I bought pail of Peel Away paint stripper from the local hardware store (about $50/pail), and tried a test patch on my hull. This material is basically drain opener chemicals but in cream form, which you smooth over the hull with a 1'4" notch trowel. Cover it with the paper/plastic sheets provided, tape the sides of the paper down to make sure the stuff stays moist for as long as possible, and wait overnight.
The chemical stripper worked amazingly well when washed-off with a power washer. It came off easily, leaving only small stubborn spots of red bottom paint that sanded-off easily.
The area around my boat was an environmental atrocity, flooded with several inches of orange-colored slurry. (The main ingredient of bottom paint is copper, which is a biocide.) And once it all dried, the antifouling turned into dust and settled on everything including my car and my coffee cup. Yet this is normal in the yard, and worse has been happening here for several decades since the Navy owned the place. I suspect this is where I will catch cancer!
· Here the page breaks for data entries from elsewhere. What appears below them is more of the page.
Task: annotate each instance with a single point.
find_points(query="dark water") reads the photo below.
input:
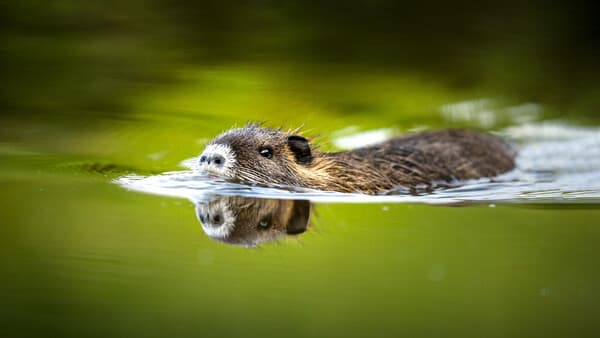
(108, 231)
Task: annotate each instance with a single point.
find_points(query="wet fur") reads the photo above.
(412, 161)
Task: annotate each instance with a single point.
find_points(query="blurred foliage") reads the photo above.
(72, 60)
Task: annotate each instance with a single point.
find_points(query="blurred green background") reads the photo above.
(95, 90)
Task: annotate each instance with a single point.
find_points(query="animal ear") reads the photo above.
(301, 149)
(300, 217)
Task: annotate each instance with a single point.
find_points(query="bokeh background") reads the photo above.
(95, 90)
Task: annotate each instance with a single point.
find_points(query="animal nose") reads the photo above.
(214, 159)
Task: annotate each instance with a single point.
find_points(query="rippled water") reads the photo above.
(556, 163)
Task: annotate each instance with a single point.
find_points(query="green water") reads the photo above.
(93, 93)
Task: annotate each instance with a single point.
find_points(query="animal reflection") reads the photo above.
(250, 221)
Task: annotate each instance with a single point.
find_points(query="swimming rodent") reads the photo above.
(261, 155)
(250, 221)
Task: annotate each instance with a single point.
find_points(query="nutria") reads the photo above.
(250, 221)
(261, 155)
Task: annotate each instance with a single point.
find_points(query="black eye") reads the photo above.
(265, 222)
(266, 152)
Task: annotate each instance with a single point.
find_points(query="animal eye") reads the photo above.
(265, 223)
(266, 152)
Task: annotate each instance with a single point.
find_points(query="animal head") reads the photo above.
(250, 221)
(258, 155)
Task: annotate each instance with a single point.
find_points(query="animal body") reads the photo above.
(261, 155)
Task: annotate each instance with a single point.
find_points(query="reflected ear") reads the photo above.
(300, 216)
(301, 149)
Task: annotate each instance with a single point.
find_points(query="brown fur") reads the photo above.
(413, 161)
(254, 220)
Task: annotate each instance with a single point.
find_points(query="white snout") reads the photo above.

The stuff I used was the regular hardware store version of Peel Away that comes with a plastic spreader, some pH testing strips, and the plastic/paper sheets used to cover the area being treated, and a packet of neutralizing powder (which I suspect is a mild citric acid. Vinegar also works.) Peel Away makes a "safe" version for use on boats that won't damage underlying gelcoat, which I also tried. (Since my boat had an epoxy barrier coat under the antifouling, I wasn't worried about gelcoat damage using the regular stuff.) The "safe" marine version is slightly runnier, so you need a better trowling technique especially on the upside-down surfaces of the keel, to avoid plopping the stuff all on the ground. They were both equally effective.
I had to buy 6 pails of Peel Away to complete the project but in the end I got a nice clean hull with no sanding. Of course, then I had to sand it all with 80 grit in preparation for the new coat of barrier paint. While sanding, I occasionally accidentally went through the old barrier coat and got to see the gelcoat underneath, which while crazed was still in decent condition. There's no sign of pox or blisters; boats as old as Whimsy generally didn't have problems with blisters. I figure, if there was going to be osmotic blistering, she would have shown it by now. However a couple of extra coats of epoxy barrier coating won't hurt either
Also, while the antifouling is gone, I want to check out the rudder shoe and investigate a worrying crack in the fiberglass around there.